Antonio Morillo, uno de lo más longevos
de Vejer de la Frontera,
desprende la bonhomía zen
de los seres que han hecho de su calma
una moral.
– Hermoso pueblo, don Antonio.
– Pues claro. ¿No ha de serlo?
– El verano es la prueba de fortaleza, ¿no?
– El verano y el invierno, no crea.
Aquí todo es inmenso.
– El calor de inmensidad
hace nido en estas costas de Cádiz.
– El verano aquí es famoso
por su excelente dentellada.
– Los madrugones de inmensidad
para hoteles y restaurantes,
que atienden tantas urgencias.
– La playa de El Palmar es famosa
por sus horas de silencio
en los costados de la mar… océana.
– Las jornadas en La Corredera
son lentas, pero no quietas. Inmensas también.

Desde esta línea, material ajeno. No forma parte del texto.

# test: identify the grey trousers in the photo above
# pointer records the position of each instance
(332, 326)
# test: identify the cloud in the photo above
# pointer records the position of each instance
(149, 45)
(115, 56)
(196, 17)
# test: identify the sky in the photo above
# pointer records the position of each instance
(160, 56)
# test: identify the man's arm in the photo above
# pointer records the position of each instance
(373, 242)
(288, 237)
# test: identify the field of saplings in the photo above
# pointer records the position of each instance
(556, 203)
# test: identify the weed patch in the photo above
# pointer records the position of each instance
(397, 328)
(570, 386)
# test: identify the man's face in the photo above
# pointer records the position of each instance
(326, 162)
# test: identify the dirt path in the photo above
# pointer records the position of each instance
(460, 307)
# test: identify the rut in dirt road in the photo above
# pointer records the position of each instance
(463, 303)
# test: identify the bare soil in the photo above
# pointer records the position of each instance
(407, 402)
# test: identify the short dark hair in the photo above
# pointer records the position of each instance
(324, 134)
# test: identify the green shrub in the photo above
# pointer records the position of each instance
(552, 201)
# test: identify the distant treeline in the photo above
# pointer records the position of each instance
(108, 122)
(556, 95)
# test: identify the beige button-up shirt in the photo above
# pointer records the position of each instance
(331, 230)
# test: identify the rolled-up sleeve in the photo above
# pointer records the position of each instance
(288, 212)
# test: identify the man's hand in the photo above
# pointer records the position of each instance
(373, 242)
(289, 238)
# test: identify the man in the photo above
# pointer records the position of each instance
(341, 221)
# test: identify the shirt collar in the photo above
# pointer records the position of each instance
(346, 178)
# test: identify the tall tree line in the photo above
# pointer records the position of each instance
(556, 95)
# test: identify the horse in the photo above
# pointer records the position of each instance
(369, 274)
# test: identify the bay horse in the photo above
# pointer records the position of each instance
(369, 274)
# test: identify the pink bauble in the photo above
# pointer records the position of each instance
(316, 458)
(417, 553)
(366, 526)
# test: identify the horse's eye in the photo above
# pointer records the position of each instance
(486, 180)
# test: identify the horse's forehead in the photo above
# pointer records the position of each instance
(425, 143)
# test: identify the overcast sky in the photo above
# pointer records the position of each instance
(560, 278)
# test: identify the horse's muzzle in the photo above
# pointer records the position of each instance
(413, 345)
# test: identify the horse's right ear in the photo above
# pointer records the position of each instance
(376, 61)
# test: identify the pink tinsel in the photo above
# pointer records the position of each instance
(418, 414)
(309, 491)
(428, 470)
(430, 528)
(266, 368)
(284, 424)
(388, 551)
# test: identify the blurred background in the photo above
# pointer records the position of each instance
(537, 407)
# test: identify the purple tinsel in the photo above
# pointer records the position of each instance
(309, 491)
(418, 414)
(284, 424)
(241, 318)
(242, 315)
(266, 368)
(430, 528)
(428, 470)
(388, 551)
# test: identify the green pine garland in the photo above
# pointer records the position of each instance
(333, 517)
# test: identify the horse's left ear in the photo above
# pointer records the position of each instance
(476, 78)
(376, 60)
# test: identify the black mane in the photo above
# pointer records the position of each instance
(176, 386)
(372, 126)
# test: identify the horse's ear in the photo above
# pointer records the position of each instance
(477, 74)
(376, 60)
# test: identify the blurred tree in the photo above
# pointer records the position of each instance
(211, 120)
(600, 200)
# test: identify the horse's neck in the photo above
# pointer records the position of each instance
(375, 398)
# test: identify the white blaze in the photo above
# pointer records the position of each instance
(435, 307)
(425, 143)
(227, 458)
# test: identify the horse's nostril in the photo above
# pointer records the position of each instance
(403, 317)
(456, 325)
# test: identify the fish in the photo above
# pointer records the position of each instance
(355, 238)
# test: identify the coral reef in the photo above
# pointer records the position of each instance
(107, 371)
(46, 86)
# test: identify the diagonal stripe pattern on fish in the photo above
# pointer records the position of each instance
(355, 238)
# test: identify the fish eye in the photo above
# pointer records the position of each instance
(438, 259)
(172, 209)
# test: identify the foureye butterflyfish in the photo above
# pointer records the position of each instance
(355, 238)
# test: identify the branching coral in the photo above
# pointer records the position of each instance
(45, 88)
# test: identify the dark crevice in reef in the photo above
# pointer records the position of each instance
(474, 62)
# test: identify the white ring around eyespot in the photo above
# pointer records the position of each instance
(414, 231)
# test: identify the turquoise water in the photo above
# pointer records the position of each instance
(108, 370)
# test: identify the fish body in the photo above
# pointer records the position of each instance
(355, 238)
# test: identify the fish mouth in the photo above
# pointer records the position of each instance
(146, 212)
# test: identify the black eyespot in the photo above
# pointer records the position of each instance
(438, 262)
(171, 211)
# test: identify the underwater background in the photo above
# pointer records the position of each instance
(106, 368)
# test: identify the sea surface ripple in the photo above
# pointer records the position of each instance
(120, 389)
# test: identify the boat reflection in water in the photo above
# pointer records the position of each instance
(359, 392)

– La tertulia ya está hecha
en las sillas del restaurante Las Delicias,
que instalan a un lado
de la puerta de entrada.
– Tres o cuatro paisanos que se ven
cada mañana por aquí,
se ponen ahora al día
de las cosas de siempre.
De un Starbucks sale “Paquito”. Le saludo. Faltaría más.
Si no tienes claras las cosas que se consideran
de poca importancia,
la cagas de fijo en las grandes.
Y “Paquito”, creo, es ante todo un lince, muy grande,
siempre asomado a las puertas del misterio.
Las aceras relucen, plateadas, a la luz invasora
del sol.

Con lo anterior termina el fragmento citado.